= Otto Plaschkes =

British film producer

Otto Plaschkes (13 September 1929 – 14 February 2005) was a British film producer.

==Early life==
Plaschkes was born in Vienna. His father, a butcher, was from Bratislava and his mother from Budapest. Plaschkes left for England at the age of ten, although he always expressed doubts about his date of birth—his personal papers gave three different birth dates—and felt that his mother may have added a year to qualify him for the kindertransport, which enabled him to escape the Nazi regime.

After arriving in England, he was temporarily adopted by a family in Liverpool, but, more fortunately than many other Jewish refugees, was soon reunited with his parents, younger brother and older sister in Salisbury, where he was to grow up and where his father started a sausage casing business. Plaschkes attended Bishop Wordsworth's School, where William Golding was amongst his teachers; many of his contemporaries have claimed that he was in fact the inspiration for the sensitive, overweight character of Piggy in Golding's Lord of the Flies, a claim which Golding never confirmed or denied.

Plaschkes went on to read History at Peterhouse, Cambridge, where he was a member of the Cambridge Film Society, and then took an education diploma at Wadham College, Oxford.

==Career==
Having gained an enthusiasm for film, he wrote to Sir Michael Balcon at Ealing Studios, who offered him a job as a runner. He was soon promoted to production assistant and also worked in the cutting room.
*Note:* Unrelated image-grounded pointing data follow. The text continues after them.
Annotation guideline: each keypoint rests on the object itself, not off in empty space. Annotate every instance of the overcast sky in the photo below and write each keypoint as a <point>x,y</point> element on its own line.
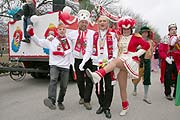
<point>159,13</point>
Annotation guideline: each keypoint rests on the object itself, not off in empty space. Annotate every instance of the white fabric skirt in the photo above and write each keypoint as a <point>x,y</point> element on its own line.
<point>131,65</point>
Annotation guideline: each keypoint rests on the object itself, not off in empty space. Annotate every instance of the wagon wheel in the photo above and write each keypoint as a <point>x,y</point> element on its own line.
<point>17,75</point>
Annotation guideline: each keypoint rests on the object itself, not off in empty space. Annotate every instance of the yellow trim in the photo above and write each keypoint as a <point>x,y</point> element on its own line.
<point>137,35</point>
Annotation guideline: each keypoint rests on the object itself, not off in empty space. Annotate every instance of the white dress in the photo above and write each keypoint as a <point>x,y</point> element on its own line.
<point>131,65</point>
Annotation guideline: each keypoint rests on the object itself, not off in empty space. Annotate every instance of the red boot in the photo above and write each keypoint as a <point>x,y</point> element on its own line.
<point>125,106</point>
<point>96,76</point>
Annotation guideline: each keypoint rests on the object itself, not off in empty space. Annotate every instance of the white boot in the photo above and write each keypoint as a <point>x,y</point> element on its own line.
<point>124,112</point>
<point>93,76</point>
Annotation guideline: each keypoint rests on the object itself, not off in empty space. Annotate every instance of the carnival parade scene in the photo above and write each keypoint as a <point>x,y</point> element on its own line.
<point>89,60</point>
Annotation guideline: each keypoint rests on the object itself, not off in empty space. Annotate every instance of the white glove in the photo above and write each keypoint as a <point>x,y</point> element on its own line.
<point>50,37</point>
<point>81,67</point>
<point>173,40</point>
<point>168,60</point>
<point>139,53</point>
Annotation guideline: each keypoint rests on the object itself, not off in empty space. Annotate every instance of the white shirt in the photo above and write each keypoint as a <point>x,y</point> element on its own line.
<point>60,61</point>
<point>73,35</point>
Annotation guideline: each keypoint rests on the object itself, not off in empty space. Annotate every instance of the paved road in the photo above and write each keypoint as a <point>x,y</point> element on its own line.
<point>24,101</point>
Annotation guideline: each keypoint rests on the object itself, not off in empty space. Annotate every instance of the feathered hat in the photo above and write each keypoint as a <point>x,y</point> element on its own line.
<point>172,26</point>
<point>126,22</point>
<point>83,15</point>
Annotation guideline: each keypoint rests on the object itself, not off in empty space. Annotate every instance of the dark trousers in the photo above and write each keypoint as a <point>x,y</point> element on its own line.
<point>170,70</point>
<point>55,73</point>
<point>104,95</point>
<point>84,83</point>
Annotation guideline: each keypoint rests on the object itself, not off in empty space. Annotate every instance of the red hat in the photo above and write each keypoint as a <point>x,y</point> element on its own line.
<point>126,22</point>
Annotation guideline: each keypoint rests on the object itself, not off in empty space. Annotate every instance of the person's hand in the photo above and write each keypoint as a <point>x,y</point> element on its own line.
<point>30,30</point>
<point>50,37</point>
<point>81,67</point>
<point>168,60</point>
<point>110,60</point>
<point>173,40</point>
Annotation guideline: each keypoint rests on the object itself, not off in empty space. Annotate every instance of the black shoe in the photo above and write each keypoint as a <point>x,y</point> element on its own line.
<point>61,106</point>
<point>100,110</point>
<point>49,103</point>
<point>107,113</point>
<point>168,97</point>
<point>26,40</point>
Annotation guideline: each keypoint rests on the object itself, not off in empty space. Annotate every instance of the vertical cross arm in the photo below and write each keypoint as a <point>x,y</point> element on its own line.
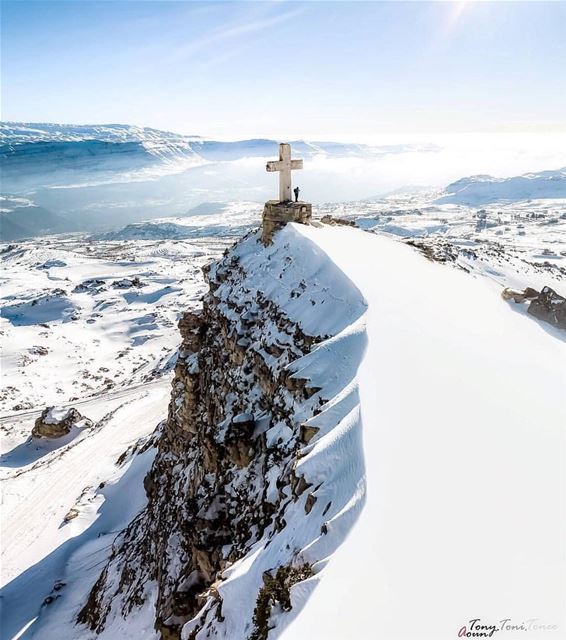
<point>275,165</point>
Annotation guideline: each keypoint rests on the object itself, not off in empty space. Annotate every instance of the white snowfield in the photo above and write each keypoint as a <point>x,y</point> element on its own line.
<point>464,416</point>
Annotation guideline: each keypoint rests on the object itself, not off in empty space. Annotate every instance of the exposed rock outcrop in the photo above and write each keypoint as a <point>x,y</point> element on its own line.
<point>546,305</point>
<point>226,474</point>
<point>56,422</point>
<point>550,307</point>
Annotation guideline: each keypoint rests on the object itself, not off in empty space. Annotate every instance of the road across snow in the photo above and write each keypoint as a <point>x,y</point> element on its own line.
<point>463,410</point>
<point>37,543</point>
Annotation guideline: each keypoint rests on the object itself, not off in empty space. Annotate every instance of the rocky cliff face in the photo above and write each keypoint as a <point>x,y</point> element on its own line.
<point>263,418</point>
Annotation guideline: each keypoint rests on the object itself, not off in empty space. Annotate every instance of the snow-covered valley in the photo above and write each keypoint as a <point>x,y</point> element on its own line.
<point>351,406</point>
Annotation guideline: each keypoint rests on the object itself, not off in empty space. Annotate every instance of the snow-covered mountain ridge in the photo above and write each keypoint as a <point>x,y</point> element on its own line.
<point>483,189</point>
<point>260,469</point>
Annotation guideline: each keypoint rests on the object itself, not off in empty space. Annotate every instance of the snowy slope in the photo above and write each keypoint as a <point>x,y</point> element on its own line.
<point>462,421</point>
<point>462,403</point>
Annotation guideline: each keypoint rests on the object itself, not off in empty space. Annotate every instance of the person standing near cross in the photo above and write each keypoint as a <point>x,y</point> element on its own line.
<point>285,165</point>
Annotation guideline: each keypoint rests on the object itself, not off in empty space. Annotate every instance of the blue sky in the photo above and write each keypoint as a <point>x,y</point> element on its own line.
<point>318,69</point>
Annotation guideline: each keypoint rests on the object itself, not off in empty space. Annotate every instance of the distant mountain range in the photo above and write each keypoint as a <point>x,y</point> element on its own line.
<point>478,190</point>
<point>60,178</point>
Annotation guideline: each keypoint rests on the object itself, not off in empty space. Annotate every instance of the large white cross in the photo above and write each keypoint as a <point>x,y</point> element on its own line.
<point>284,165</point>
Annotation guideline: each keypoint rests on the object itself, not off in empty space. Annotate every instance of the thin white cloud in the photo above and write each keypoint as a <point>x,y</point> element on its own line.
<point>230,32</point>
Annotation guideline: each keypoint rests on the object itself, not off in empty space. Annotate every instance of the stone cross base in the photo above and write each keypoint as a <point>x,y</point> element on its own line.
<point>277,214</point>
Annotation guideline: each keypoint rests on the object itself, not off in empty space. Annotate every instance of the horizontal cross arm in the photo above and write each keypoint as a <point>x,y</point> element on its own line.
<point>275,165</point>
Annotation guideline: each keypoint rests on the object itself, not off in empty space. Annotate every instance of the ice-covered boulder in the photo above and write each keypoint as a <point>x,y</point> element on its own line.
<point>55,422</point>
By 1960, he was assistant director to Otto Preminger on Exodus and in 1962 worked as a production assistant on Lawrence of Arabia. He went on to become a producer in his own right: in 1965 he bought the rights to the Margaret Forster novel Georgy Girl, casting James Mason and Lynn Redgrave (after her sister Vanessa dropped out) in the leads. The film went on to be a great success. Plaschkes was keen to have his favourite singing group, The Seekers, record the title song for Georgy Girl. The song was written by Tom Springfield (music) and Jim Dale (lyrics), and recorded by the Seekers as opening and closing credits for the film, and a second version as a composite recording for inclusion on the group's Come The Day album. When Capitol Records released it in the US as a single, it went to number one, displacing The Monkees' "I'm a Believer," and making the Seekers the first Australian group to top the US charts. Among the other films he produced were The Homecoming (1973), Galileo (1975) and Hopscotch (1980), which was his most commercially successful film.

==Personal life==
Plaschkes met his future wife, Louise Stein, at an after shooting party for The Homecoming, and they married in 1975, later having a daughter, Valli.

On Valentine's Day 2005, Plaschkes, as a member of the Academy of Motion Picture Arts and Sciences, had just attended a West End screening of Kay Pollak's As It Is in Heaven, which had been nominated for the Oscar for best foreign language film. On leaving the theatre, he suffered a fatal heart attack. He was 75 and was survived by his wife and daughter.